Forensic Science Course Subject Degree GuideSee All Subject Degree Guides
Forensic science is the study of gathering evidence from past occurrences, which is usually part of court proceedings or a criminal investigation. Forensic scientists keep society safe from dangerous citizens through the application of science within the criminal justice system. Forensics can cover an array of subjects including computer science, anatomy and anthropology as well as the most publicised part of the subject which is crime scene investigation.
Although crime scene investigation has influenced television and film, students might find that the glamour of CSE will dissipate when they begin to study the subject, and human tragedy, science and the criminal justice system will overpower it.
Forensics became popular in the 1970s and remains an essential part of the criminal system today.

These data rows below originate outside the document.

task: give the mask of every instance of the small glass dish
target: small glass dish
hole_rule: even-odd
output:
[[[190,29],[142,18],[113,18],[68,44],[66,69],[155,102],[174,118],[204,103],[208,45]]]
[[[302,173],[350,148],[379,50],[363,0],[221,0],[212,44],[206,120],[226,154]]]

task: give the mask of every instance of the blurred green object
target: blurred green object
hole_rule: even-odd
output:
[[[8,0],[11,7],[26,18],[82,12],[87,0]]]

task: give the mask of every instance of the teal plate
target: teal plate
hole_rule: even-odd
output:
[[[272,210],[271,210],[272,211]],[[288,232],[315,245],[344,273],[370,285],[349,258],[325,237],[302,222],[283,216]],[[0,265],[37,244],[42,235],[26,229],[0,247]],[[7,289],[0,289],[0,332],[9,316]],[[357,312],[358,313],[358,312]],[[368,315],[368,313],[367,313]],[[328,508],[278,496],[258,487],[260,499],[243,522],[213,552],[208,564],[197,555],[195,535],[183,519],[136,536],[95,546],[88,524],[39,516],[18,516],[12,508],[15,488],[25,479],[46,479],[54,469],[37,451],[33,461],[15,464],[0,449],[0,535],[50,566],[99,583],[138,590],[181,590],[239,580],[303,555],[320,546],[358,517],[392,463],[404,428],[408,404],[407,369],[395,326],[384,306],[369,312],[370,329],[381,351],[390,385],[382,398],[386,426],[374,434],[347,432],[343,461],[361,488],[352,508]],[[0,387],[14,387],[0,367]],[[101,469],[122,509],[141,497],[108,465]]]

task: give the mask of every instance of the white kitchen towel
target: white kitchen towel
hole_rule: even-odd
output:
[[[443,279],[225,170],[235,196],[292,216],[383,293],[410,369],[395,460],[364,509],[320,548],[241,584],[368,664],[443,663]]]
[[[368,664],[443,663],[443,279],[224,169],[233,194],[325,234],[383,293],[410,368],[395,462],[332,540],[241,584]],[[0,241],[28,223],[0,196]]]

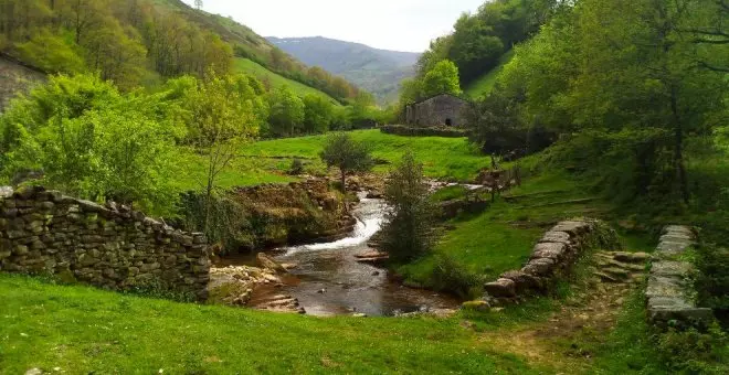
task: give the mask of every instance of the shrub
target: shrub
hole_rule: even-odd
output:
[[[705,333],[670,330],[661,334],[657,350],[665,367],[680,374],[726,374],[729,371],[729,340],[714,324]]]
[[[729,321],[729,249],[701,246],[697,250],[699,270],[696,286],[701,306],[715,309],[717,318]]]
[[[294,159],[292,161],[292,167],[288,169],[288,174],[290,175],[298,175],[304,173],[304,161],[302,159]]]
[[[433,245],[435,208],[423,178],[423,165],[412,152],[390,173],[384,189],[390,206],[382,229],[382,248],[395,261],[408,261],[429,253]]]
[[[480,278],[458,264],[451,256],[439,254],[435,257],[435,267],[431,275],[432,287],[439,291],[446,291],[462,299],[475,298],[478,294]]]
[[[384,125],[380,131],[385,135],[405,136],[405,137],[445,137],[464,138],[468,133],[462,129],[448,127],[408,127],[403,125]]]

Students of the subject will be prepared for a career in technical management, research and development, forensic labs, consultancy, public service and crime scene investigation. Students will learn how to relate this material to criminal or civil cases, how to collect and assess physical evidence from a crime scene, how it relates to a crime, and serve as an important role in the judicial system.

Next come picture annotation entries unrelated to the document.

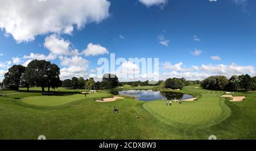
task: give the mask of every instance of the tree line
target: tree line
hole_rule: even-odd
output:
[[[96,82],[93,78],[84,79],[82,77],[73,77],[64,80],[62,87],[71,89],[101,90],[117,87],[118,83],[118,78],[115,74],[106,73],[104,75],[101,82]]]
[[[95,82],[93,78],[84,79],[84,78],[73,77],[64,81],[60,79],[60,68],[57,65],[46,60],[31,61],[27,67],[21,65],[14,65],[5,74],[3,82],[0,86],[7,90],[18,90],[19,87],[41,87],[56,89],[63,86],[72,89],[97,90],[115,87],[118,86],[118,78],[115,74],[105,74],[101,82]]]
[[[202,81],[201,86],[213,90],[256,90],[256,77],[251,77],[249,74],[242,74],[233,76],[228,79],[223,76],[211,76]]]

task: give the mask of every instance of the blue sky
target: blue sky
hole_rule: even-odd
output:
[[[84,1],[67,9],[54,7],[71,6],[65,0],[0,3],[0,81],[12,65],[35,58],[57,64],[61,79],[97,79],[97,60],[112,53],[159,58],[151,76],[160,79],[256,76],[254,0]],[[122,68],[141,71],[134,62]]]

Forensic science and criminology are related subject areas; however, criminologists theoretically establish the cause of a crime, and Forensic Scientists will determine and concentrate on the evidence.
What A Levels do I need?
Students from all previous disciplines can apply for this degree; however, most universities will require at least one science A-level for admission. Some institutions may ask for grades AAB which include biology, chemistry or a science based subject, although each degree course and university will differ in their entry requirements and UCAS entry point requirements.
Students are advised to conduct research and to establish what their chosen universities and degree courses set as entry requirements to ensure they understand what is needed to get onto the course.
You can also see our Forensic Science personal statement examples; these will help you to gain an insight into what you need for your personal statement.
What are my study options?
As forensic science studies a broad area including theoretical and practical modules, it is rarely seen as a joint degree – especially if students wish to become fully qualified and able to work for the criminal system.
Students will learn the foundations of the area by learning foundations of Chemistry and Biology, Crime Scene Documentation, Chemical and Biological Analysis, Trace Level, Criminalistic Methods, Forensic Aspects and Investigation.
Students should expect that their skills and knowledge to increase and intensify as the degree, which typically lasts for three years, develops.
What should I expect from studying Forensic Science?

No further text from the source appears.